やがて飼い犬に手を噛まれたかのような表情へと変わっていく三浦の表情。おそらくは今まで自分に口答えしたことがなかった由比ヶ浜が自分の頼みを聞いてくれなかったことで裏切られた心地にでもなっているのだろう。
自分の望んでいた反応を返してくれてたから友達でいられてた相手が、自分の期待したのとは違う反応を返すようになってしまった、この現状。
配役は違うし上下関係も逆になってしまったが、さっき俺がしていた妄想と懸念を実現させた形となり、俺としては心底・・・・・・不本意なことこの上ない心地にさせられる展開だった。
だから、あんまし見たくないって言わなかったけど思ってたじゃんかよー・・・。
「は? え、ちょ、なになに? なんかさー、ユイこないだもそんなん言って放課後ばっくれなかった? ちょっと最近付き合い悪くない?」
「やー、それはなんて言うかやむにやまれぬというか私事で恐縮ですというか・・・・・・」
しどろもどろになりながら、こんな時だけ社会人が使いそうな言い回し使った返事を返す由比ヶ浜。お前は上司に言い訳する中年サラリーマンかなんかか? 親父を彷彿としちゃうからやめろよ。高校生の時点でいろいろ知ってて教えてくれたサラリー親父な見た目は美少女高校生なんて夢が壊れちまいそうじゃねぇか。
「それじゃわかんないから。言いたいことあんならはっきり言いなよ。あーしら、友達じゃん。そういうさー、隠しごと? とかよくなくない?」
由比ヶ浜の態度が逆効果になったのか、三浦はカツカツと苛立たしげに爪で机を叩きながら由比ヶ浜を糾弾し、怒りのオーラで静まりかえらせた教室内に気忙しく机を爪で弾く音だけを響かせていく。

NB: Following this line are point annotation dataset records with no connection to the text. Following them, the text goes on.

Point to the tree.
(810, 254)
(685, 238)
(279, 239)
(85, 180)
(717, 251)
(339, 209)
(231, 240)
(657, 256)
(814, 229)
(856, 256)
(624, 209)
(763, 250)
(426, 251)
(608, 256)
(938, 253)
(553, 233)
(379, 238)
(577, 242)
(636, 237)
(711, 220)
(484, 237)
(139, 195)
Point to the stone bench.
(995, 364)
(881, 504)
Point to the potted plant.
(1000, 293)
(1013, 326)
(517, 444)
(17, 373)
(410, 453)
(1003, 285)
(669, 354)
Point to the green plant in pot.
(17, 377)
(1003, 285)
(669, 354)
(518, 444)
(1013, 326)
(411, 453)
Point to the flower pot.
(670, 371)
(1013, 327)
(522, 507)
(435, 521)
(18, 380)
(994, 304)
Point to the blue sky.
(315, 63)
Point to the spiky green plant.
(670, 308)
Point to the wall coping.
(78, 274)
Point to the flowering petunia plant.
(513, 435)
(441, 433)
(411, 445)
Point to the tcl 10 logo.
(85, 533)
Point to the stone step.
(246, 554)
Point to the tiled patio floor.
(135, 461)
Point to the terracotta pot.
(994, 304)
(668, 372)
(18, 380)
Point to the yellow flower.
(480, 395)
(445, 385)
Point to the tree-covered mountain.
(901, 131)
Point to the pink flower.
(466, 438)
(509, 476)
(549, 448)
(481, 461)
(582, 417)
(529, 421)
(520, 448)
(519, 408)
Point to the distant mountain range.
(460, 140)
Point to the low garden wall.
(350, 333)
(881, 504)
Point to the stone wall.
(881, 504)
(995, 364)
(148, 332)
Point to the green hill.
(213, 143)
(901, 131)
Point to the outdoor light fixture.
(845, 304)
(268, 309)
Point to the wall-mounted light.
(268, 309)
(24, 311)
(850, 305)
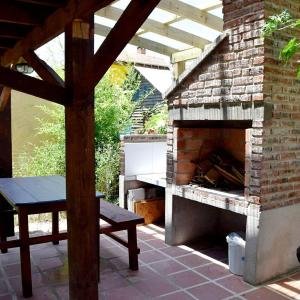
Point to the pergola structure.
(25, 25)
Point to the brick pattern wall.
(280, 136)
(233, 73)
(193, 144)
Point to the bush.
(113, 108)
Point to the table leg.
(55, 226)
(25, 254)
(133, 249)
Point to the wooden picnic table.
(34, 195)
(47, 194)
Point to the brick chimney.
(239, 83)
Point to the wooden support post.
(82, 206)
(5, 139)
(7, 222)
(178, 68)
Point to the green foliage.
(281, 22)
(113, 108)
(277, 22)
(157, 119)
(289, 50)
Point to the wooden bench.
(121, 219)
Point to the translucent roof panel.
(203, 4)
(197, 29)
(162, 15)
(104, 21)
(217, 12)
(165, 40)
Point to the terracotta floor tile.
(209, 291)
(49, 263)
(128, 292)
(192, 260)
(43, 293)
(157, 244)
(263, 294)
(186, 279)
(152, 256)
(112, 280)
(289, 287)
(144, 273)
(155, 287)
(177, 296)
(175, 251)
(120, 263)
(112, 252)
(167, 267)
(144, 246)
(235, 284)
(213, 271)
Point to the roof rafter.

なんと言うか、コイツはコイツで神経質なエリート秀才タイプの上司くさい反応のし方をする奴だった。流行ってんのかな? 女子高生の間でリーマン就職志望先とかに。嫌な時代になったもんだなオイ、いくらなんでも嫌すぎる・・・。
「ごめん・・・・・・」
「だーかーらー、ごめんじゃなくて。なんか言いたいことあんでしょ?」
下を向いていた由比ヶ浜は恐る恐る声を出して、そう言い返されてしゅんとなって項垂れる。
ああいう言い方をされて、正直に言いたいことを言える奴なんて滅多にはいない。俺とかの例外ぐらいなものだろう。
ある意味それもまた当然のことではある。三浦は由比ヶ浜を相手に会話をしているわけでも、質問をしているわけでもない。ただ攻撃して謝らせたいだけ、自分の望んだとおりの反応だけを返していた飼い犬に戻れと要求しているだけなのだ。
実にあほくさいし、バカバカしい茶番劇だが放っておく訳にもいかない。
なぜなら俺は今、パンを食べている。食事ってのはもっと楽しくて幸せなものじゃないといけないと『孤独のグルメ』の五郎さんも言っていた。好きなドラマの名言は尊重しなければなるまいて。
それに、ま。・・・・・・気に入らねぇんだよ、このアマは。
「あー、えっとだな―――」
「るっさい」
俺が机をガタッと鳴らして立ち上がり、何か言おうとした瞬間に蛇のような目でこっちを睨みながら言ってきた言葉がこれである。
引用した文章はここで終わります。